Mackay, who left Cardiff under a cloud last year following a falling-out with club owner Vincent Tan, apologised on Friday after English media published details of texts he sent while in charge at the Welsh club, who were relegated from the Premier League last season.

"I've been in a multi-cultural football environment for 20 years. I love British football and I am no racist. I am no sexist. I am no homophobe and I'm not anti-Semitic," he said in a TV interview.

"I sincerely apologise. It was something I did, and there's no excuse for that. It was in a period (when) I was under immense pressure and stress in terms of the relationships that were possibly not going too well at my football club at the time."

According to the Daily Mail, which broke the story, the text messages under scrutiny were exchanged between Mackay and Cardiff's then sporting director, Iain Moody - who resigned from a similar role at Crystal Palace on Thursday.

Mackay, 42, said he was responsible for three offensive messages.

"Obviously, it was someone else's phone that a vast array, over 10,000, of private texts were lifted from.

"I received some (of these texts) but as I say it's the three texts I'm accountable for and that I shouldn't have sent."

Former Scotland defender Mackay was sacked by Cardiff midway through last season after a public disagreement over transfer spending.

He had been expected to take charge of top-flight Crystal Palace this week but was ruled out of the running after details of the messages emerged.


Mackay also defended his dealings in the transfer market as Cardiff manager and said he was not guilty of any wrongdoing.

"We were a small Premier League club and you have to compete with the bigger clubs for the better players and we brought in some good players to the club," he said.

"We tried to do the best with our recruitment. No one ever gets it 100 percent right. But people need time, especially if they're injured," he added.

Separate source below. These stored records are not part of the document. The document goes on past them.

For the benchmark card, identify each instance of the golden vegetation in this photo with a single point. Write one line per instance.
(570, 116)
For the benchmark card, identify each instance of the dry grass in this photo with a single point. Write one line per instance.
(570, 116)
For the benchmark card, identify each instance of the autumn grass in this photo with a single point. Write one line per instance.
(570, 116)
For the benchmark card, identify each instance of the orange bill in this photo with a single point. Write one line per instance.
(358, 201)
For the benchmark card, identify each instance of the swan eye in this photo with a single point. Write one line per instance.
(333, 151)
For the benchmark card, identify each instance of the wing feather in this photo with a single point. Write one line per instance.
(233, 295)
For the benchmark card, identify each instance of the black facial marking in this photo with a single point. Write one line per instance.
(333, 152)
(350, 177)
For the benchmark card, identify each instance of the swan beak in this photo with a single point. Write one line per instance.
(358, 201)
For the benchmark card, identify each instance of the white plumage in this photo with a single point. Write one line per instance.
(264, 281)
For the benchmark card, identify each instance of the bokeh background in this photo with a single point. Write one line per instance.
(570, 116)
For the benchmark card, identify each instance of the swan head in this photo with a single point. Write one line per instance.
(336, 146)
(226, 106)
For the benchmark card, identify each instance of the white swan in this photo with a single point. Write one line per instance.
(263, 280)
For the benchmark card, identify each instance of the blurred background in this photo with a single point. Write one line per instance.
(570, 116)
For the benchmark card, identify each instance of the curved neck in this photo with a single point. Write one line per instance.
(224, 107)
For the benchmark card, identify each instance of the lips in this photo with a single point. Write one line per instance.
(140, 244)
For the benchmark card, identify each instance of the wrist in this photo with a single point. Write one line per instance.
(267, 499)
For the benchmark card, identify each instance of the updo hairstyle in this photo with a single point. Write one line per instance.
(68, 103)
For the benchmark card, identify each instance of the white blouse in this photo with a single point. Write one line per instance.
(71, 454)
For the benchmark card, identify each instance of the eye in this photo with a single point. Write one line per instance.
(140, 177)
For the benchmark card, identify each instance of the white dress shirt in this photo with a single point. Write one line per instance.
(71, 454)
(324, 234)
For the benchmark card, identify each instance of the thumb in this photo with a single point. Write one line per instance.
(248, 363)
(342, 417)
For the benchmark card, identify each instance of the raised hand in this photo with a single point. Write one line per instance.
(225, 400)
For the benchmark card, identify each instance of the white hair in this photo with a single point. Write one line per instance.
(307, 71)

"In the five months I was there we managed to stay out of the bottom three with that group of players."

Asked if he had any regrets about the players he had brought to the club, he said: "None of them.

"The signings were done in a fashion where there was a process that had been long-standing. I signed 31 players in two years for the football club with the process in place, with various people signing off and looking at it," he said.

"The players we brought in were scouted and looked at. Some take longer to settle, some don't perform as well as you think. Some hit the ground running right away. Others go to World Cups.

He also defended Moody's role in the transfer deals.

"You can never be 100 percent certain on someone else but Iain Moody is someone that worked hard for Cardiff City football club, and Watford before that, and at every point, as far as I'm aware, did things in the best interests of the football club."